After the protests, then-President Shimon Peres issued a condemnation. “Hatred of foreigners contradicts the fundamental principles of Judaism,” he noted. “I am well aware of the difficulties faced by the residents of south Tel Aviv [and other similar areas], but violence is not the solution.”

After the protests, the government began an effort to remove asylum seekers from city centers. The Knesset amended Israel’s anti-infiltration law, permitting imprisonment of infiltrators for up to three years without trial. Although Israel’s Supreme Court struck down parts of the amendment in 2013, it allowed placing asylum seekers in open detention centers. This gave birth to Holot.

Human rights advocates claim that the de facto incarceration of refugees is a violation of human rights. “The government initiated just another prison, under a laundered name,” stated Knesset member Dov Khenin of the Hadash party. In January, more than 100 asylum seekers left Holot and marched in protest to Beersheva and later to Tel Aviv, sparking a wave of high-profile protests by asylum seekers and Israeli citizens that continue today.
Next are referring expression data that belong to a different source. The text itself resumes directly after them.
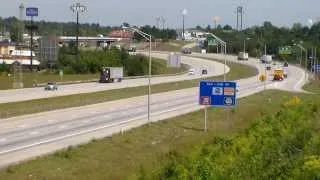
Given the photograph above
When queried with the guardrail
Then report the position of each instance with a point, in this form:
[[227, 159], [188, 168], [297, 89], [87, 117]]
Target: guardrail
[[125, 78]]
This summer, in response to what they considered to be harsh new policies enacted at the Holot facility, asylum seekers went on a work stoppage, and eventually a hunger strike. And earlier this month, human rights groups charged that thousands of Sudanese migrants have returned to their country, in what they say amounts to a forced repatriation. Israel vigorously denies the charge, saying the majority of the asylum seekers are not refugees but are coming to the country for economic reasons and were not forced to leave Israel; Israeli officials say they do, however, encourage repatriation to a third country.

Prime Minister Benjamin Netanyahu insists that the infiltrator law will be enforced. “Just as we are determined to protect our borders, we’re determined to enforce the law,” he said. “The law is the law, and naturally it also applies to illegal workers. The infiltrators who were transferred to the special detainment facility can either stay there or go back to their home countries.”